Nous raisonnons à Quincampoix sur un logement de 115 m², en zone H1a : après un bouquet complet, la consommation recule d'environ 15 800 kWh par an, soit près de 1 700 € au tarif de référence. Côté financement, l'assiette est plafonnée à 40 000 € HT dès trois classes gagnées, l'aide ANAH s'échelonne de 4 000 € à 32 000 € selon le revenu fiscal de référence, et l'accompagnement obligatoire est pris en charge jusqu'à 2 000 €.
Le taux de TVA n'est pas un détail sur ce type de chantier : à 5,5 %, l'isolation du plancher bas facturé 2 900 € TTC à Quincampoix supporte 151 € de taxe. Une facturation à 20 % par erreur renchérit le projet de plusieurs milliers d'euros et se rattrape mal après coup.

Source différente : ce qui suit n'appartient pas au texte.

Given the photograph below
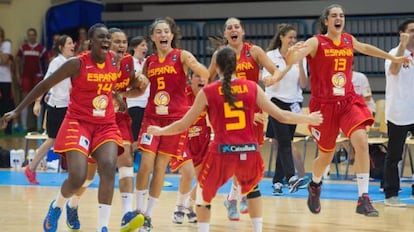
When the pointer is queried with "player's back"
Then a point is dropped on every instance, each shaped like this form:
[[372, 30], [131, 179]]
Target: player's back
[[231, 125]]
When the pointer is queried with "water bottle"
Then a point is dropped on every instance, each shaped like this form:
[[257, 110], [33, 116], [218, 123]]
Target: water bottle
[[20, 158], [13, 158], [32, 153]]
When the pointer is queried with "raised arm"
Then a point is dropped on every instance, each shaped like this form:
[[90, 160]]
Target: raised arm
[[262, 59], [300, 50], [371, 50], [181, 125], [212, 68], [191, 62]]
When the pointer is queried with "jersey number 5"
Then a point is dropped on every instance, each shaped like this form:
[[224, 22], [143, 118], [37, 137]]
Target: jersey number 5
[[340, 64], [235, 113]]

Le choix du scénario change l'assiette : à Quincampoix, elle passe de 30 000 € HT à deux classes à 40 000 € HT dès trois classes. Avec le plancher bas chiffré autour de 2 900 €, l'arbitrage consiste à vérifier si le poste complémentaire nécessaire pour franchir la troisième classe coûte moins que le supplément d'aide qu'il déclenche.
Côté performance, l'isolation du plancher bas pèse pour 7 à 12 % de la consommation totale. Sur la base conventionnelle appliquée à Quincampoix en zone H1a, cela représente entre 2 011 et 3 447 kWh évités par an, soit 216 € à 370 € de facture en moins au tarif de référence 2026.
Le dimensionnement suit l'occupation réelle : 2.40 personne(s) par logement en moyenne à Quincampoix, ce qui fixe la base de calcul à 115 m². L'isolation du plancher bas se calibre sur cette occupation, pas sur la surface cadastrale ni sur la facture de l'année passée.
La part de propriétaires occupants — 82 % à Quincampoix — dessine le volume de projets réellement engageables à court terme sur l'isolation du plancher bas, soit environ 1 054 logements. Le reste du parc suppose un montage locatif, avec ses propres conditions d'éligibilité.
Trésorerie du projet à Quincampoix : 6 000 € de reste à charge pour le profil le plus aidé, accompagnement pris en charge jusqu'à 2 000 €. Un éco-prêt de quinze ans ramène l'effort à 35 € par mois, à comparer aux 1 700 € d'économie annuelle auxquels le plancher bas participe.
La séquence prime sur la vitesse : l'isolation du plancher bas occupe un isolateur intervenant en sous-sol durant deux à quatre jours à Quincampoix. Son positionnement dans le calendrier — après l'audit, avant la mise en service — conditionne la qualité des interfaces entre lots bien plus que le choix de l'entreprise.